Chinese electric car start-up Future Mobility edges closer to taking on Tesla
FMC says it will unveil its first concept smart car later this year before starting mass production in 2019
Future Mobility Corp (FMC), an electric car start-up considered one of China’s “Tesla challengers,” said it will unveil its first concept smart car in the second half of this year before starting mass production in 2019.
It is the latest example of China’s burning ambition to take a global lead in the development of smart vehicles – and ultimately autonomous driving technology.
Daniel Kirchert, co-founder and president of FMC, told the South China Morning Post that the concept car will be a mid-size, sport-utility vehicle (SUV) priced between 300,000 yuan (US$43,576) and 400,000 yuan and featuring a host of smart technologies. The company is ramping up preparations for a production line with a capacity of 300,000 units in Nanjing, the capital of Jiangsu province.
“We will display an excellent product to drivers.
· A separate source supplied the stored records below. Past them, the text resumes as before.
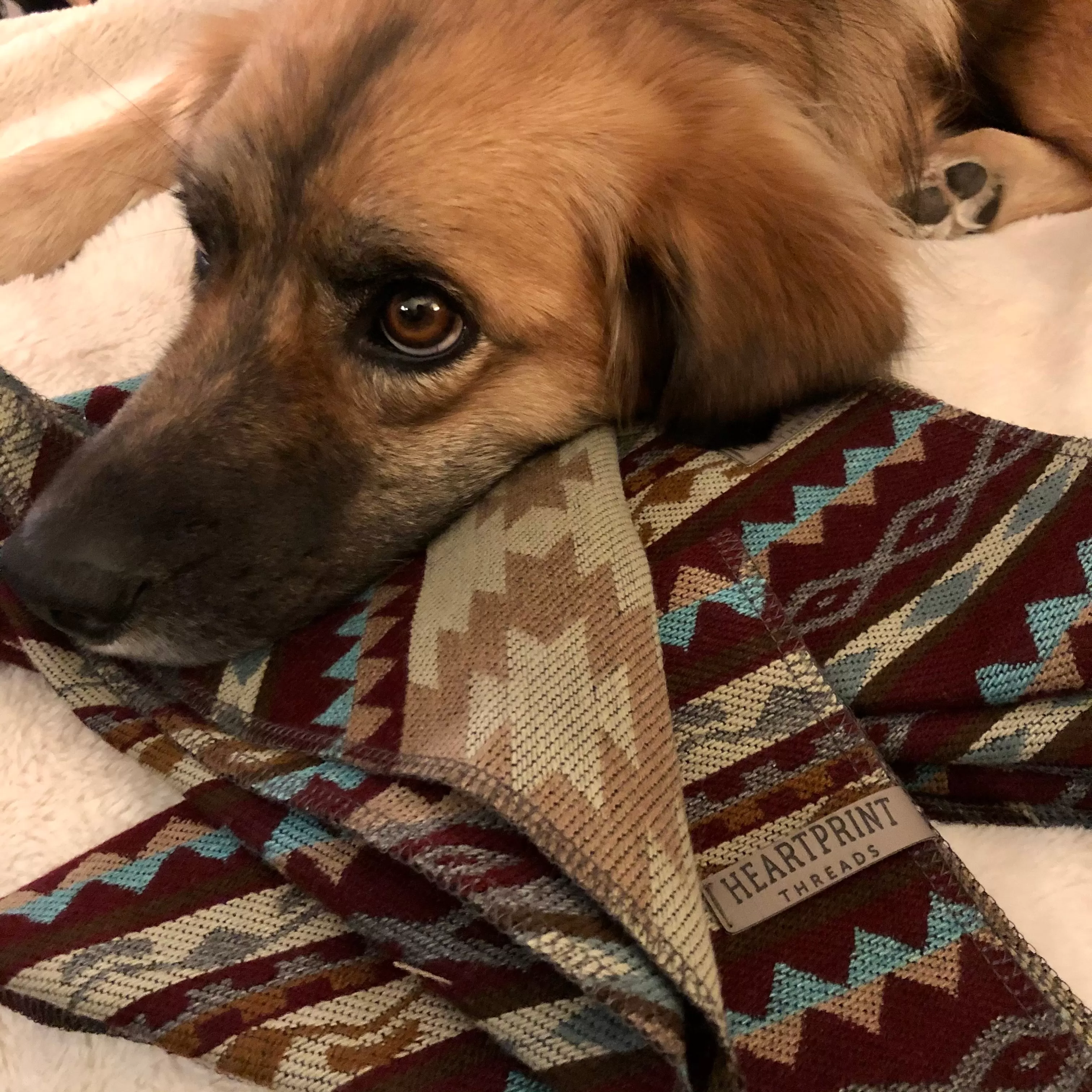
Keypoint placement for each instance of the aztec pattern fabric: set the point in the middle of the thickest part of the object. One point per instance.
(851, 545)
(451, 836)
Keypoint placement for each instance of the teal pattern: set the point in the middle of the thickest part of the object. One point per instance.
(1048, 621)
(810, 499)
(873, 957)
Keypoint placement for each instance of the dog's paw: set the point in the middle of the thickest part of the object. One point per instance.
(956, 197)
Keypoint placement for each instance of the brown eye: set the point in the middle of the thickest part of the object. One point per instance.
(421, 321)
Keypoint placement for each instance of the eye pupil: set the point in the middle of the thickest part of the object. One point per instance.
(421, 322)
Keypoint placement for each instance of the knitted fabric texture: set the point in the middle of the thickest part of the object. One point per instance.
(451, 835)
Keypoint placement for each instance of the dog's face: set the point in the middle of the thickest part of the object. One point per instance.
(433, 239)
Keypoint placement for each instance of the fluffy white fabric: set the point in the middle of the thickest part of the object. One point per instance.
(1004, 326)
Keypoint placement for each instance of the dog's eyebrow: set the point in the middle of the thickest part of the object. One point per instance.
(362, 248)
(208, 208)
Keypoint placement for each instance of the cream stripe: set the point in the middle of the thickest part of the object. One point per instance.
(100, 980)
(892, 637)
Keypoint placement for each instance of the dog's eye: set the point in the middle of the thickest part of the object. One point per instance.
(420, 320)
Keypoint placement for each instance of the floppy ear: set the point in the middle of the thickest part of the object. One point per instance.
(757, 280)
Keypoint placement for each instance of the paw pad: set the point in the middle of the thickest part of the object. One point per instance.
(954, 199)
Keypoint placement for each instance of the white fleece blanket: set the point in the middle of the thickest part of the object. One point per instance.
(1003, 326)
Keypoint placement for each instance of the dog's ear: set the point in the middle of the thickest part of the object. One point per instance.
(757, 279)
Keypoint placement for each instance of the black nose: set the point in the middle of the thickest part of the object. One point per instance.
(69, 585)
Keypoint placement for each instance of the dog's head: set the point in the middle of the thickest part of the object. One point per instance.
(434, 237)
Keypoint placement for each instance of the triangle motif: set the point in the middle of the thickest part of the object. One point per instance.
(861, 1007)
(859, 462)
(941, 970)
(780, 1042)
(1049, 622)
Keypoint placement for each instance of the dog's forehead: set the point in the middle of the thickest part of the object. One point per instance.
(441, 133)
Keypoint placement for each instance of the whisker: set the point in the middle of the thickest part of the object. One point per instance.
(148, 117)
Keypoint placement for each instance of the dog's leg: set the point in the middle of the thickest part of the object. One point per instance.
(982, 181)
(1039, 56)
(57, 195)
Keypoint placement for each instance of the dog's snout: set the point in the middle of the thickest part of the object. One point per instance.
(69, 586)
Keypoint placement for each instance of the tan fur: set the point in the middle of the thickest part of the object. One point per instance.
(670, 208)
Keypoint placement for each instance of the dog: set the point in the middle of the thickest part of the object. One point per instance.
(436, 236)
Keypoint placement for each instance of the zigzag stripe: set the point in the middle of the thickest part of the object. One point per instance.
(809, 499)
(852, 668)
(1049, 621)
(135, 876)
(873, 957)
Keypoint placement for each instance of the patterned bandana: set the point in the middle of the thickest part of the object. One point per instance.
(455, 835)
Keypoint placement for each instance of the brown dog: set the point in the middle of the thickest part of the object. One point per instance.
(437, 235)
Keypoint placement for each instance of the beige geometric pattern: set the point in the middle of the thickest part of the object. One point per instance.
(663, 506)
(863, 1006)
(536, 684)
(897, 633)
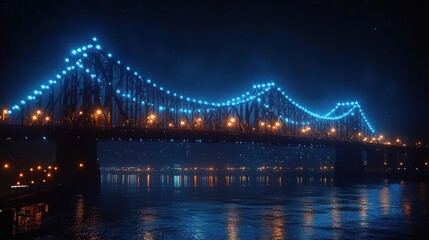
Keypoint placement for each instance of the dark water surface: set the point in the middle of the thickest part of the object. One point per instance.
(156, 206)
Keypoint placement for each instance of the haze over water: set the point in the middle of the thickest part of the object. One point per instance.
(240, 206)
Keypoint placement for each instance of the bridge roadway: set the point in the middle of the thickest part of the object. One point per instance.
(76, 145)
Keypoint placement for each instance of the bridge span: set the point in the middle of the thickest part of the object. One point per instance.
(98, 97)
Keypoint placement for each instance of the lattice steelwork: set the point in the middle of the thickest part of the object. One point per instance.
(97, 90)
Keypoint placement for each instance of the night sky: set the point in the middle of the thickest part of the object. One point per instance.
(371, 51)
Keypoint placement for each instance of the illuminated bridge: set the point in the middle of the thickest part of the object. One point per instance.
(97, 96)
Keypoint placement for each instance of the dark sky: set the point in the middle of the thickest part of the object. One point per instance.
(374, 52)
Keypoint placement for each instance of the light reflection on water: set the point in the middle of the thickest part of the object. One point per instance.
(169, 206)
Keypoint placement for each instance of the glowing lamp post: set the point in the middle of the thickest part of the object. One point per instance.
(5, 168)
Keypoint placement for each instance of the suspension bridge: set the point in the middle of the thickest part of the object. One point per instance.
(98, 97)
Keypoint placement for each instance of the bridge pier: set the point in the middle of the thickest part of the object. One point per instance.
(349, 166)
(76, 158)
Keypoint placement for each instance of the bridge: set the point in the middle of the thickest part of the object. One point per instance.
(98, 97)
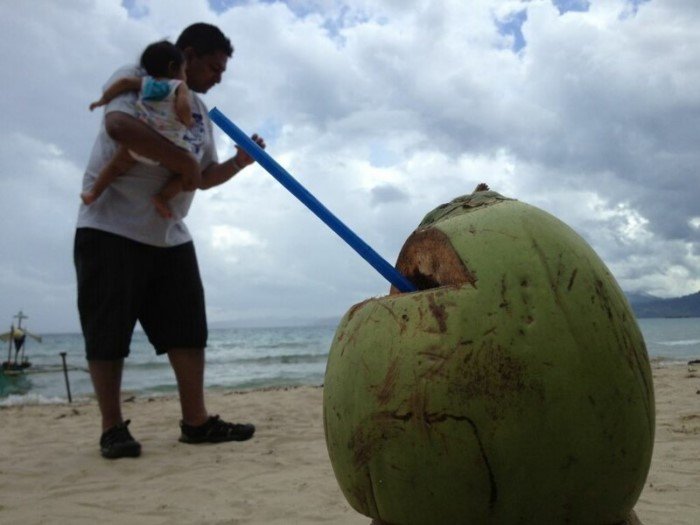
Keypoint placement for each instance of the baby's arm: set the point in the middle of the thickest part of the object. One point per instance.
(120, 86)
(183, 110)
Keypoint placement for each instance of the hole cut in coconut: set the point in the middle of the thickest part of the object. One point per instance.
(428, 260)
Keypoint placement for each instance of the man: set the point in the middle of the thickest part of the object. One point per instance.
(132, 264)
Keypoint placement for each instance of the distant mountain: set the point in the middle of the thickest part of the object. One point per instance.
(649, 306)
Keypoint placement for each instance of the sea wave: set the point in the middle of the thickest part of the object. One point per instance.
(682, 342)
(31, 398)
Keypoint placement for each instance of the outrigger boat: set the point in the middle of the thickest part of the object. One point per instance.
(17, 337)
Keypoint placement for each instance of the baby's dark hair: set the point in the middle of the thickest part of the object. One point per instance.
(162, 59)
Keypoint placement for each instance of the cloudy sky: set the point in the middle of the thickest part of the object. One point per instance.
(383, 109)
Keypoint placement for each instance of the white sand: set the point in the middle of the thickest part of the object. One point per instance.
(51, 470)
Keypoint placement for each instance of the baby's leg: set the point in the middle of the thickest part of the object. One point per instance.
(118, 164)
(160, 201)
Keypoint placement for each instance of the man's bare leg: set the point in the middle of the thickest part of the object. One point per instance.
(188, 365)
(107, 382)
(118, 164)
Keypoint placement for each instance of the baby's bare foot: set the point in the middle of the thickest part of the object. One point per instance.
(88, 197)
(162, 207)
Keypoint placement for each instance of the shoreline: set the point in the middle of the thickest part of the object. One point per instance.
(52, 471)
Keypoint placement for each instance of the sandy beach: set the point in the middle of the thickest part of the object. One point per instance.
(51, 470)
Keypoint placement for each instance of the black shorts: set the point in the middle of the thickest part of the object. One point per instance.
(121, 281)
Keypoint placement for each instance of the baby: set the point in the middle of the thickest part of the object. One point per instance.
(163, 104)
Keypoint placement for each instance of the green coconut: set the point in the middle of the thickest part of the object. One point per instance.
(513, 388)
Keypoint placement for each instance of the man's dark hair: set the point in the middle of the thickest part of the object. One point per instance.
(162, 59)
(204, 39)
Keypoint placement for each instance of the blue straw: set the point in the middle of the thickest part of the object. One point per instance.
(301, 193)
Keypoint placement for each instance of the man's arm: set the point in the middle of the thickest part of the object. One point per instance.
(218, 173)
(120, 86)
(140, 138)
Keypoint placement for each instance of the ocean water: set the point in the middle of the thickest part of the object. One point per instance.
(245, 358)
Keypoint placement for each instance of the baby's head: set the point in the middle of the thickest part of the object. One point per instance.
(163, 60)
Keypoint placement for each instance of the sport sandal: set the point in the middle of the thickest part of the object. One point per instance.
(117, 442)
(215, 430)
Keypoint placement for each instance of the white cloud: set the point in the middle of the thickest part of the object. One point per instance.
(383, 110)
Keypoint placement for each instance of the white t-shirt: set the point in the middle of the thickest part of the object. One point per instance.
(125, 207)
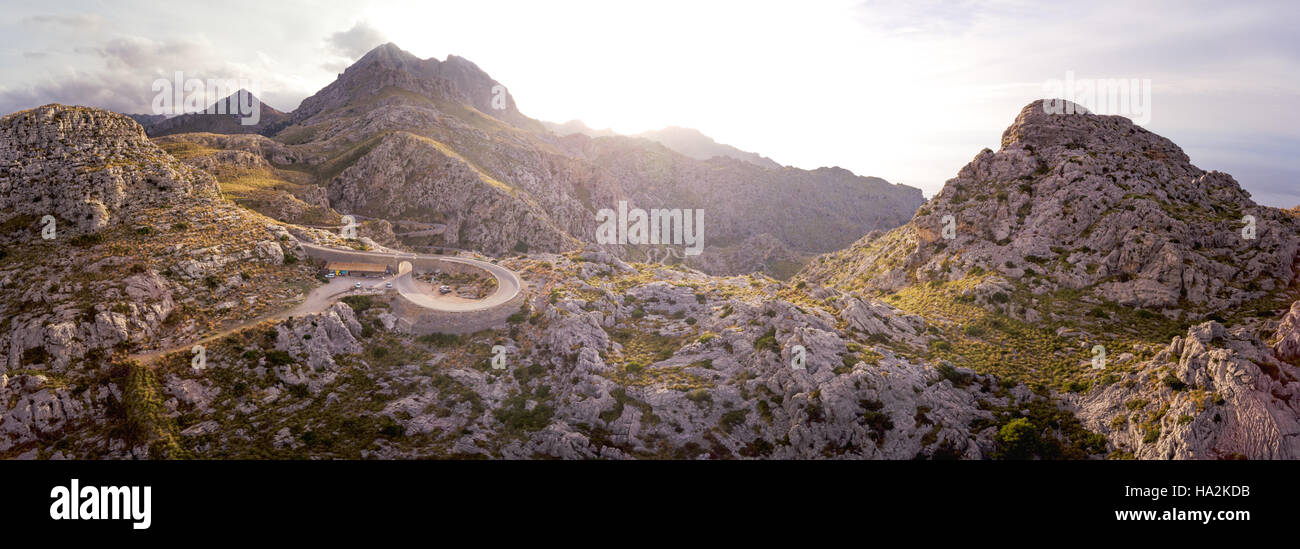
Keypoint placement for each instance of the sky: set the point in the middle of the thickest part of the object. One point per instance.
(906, 90)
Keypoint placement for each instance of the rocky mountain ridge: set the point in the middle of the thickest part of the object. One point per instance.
(508, 164)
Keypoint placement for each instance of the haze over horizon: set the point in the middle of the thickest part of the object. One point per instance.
(856, 85)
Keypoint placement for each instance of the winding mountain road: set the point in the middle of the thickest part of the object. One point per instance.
(323, 297)
(507, 282)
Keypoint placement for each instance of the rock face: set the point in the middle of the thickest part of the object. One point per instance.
(1213, 394)
(681, 366)
(144, 255)
(87, 168)
(221, 117)
(428, 142)
(1095, 203)
(1090, 233)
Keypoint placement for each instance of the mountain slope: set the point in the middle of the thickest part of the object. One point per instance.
(685, 141)
(342, 138)
(220, 117)
(144, 254)
(1090, 258)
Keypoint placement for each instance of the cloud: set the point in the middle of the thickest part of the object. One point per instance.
(118, 74)
(355, 42)
(82, 21)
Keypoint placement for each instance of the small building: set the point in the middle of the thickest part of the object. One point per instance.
(356, 268)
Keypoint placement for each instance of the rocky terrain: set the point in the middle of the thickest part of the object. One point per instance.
(1090, 258)
(1083, 293)
(606, 359)
(441, 143)
(143, 254)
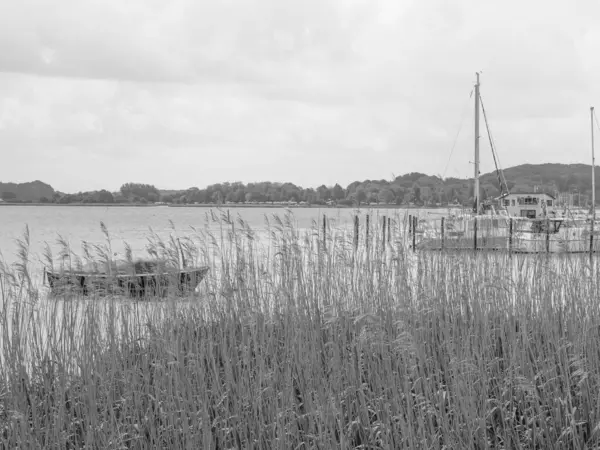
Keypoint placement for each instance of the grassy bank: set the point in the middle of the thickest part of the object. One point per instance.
(297, 344)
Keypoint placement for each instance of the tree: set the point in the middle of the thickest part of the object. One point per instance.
(338, 192)
(360, 196)
(416, 197)
(104, 196)
(386, 196)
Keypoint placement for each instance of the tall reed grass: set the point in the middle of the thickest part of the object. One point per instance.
(300, 342)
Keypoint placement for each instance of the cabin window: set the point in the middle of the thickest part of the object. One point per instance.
(529, 213)
(530, 201)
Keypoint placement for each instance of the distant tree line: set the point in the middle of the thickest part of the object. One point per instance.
(413, 188)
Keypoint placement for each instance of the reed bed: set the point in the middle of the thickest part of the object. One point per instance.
(299, 340)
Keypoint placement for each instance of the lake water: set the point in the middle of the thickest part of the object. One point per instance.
(132, 224)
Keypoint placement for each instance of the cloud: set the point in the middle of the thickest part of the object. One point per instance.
(320, 91)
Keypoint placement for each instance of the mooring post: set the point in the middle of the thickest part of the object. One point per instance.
(547, 235)
(414, 233)
(592, 236)
(367, 232)
(356, 231)
(442, 241)
(324, 232)
(510, 227)
(383, 235)
(475, 233)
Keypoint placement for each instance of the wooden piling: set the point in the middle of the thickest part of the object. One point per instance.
(414, 219)
(367, 232)
(547, 235)
(324, 232)
(442, 235)
(510, 231)
(592, 236)
(475, 233)
(356, 231)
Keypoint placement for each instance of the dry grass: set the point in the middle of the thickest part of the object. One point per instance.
(294, 345)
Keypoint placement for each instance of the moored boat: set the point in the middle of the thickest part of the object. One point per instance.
(142, 278)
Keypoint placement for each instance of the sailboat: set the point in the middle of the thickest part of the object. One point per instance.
(485, 227)
(490, 228)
It will lay a solid foundation for our future development of self-driving vehicles,” said Kirchert. “This is a made-in-China electric vehicle and we want to develop it into a maverick.”
FMC’s announcement followed search giant Baidu’s decision to launch its Apollo self-driving platform last week. Apollo invites companies dealing with autonomous driving technologies to jointly develop hardware and software to usher in a new era of driverless vehicles.
A clutch of mainland start-ups including FMC, Qiantu Motor, Zhiche Auto and LeEco are focusing on making affordable electric cars targeting middle-class consumers. All their developments centre around internet connectivity, in-car information and entertainment, and overcoming “range anxiety.”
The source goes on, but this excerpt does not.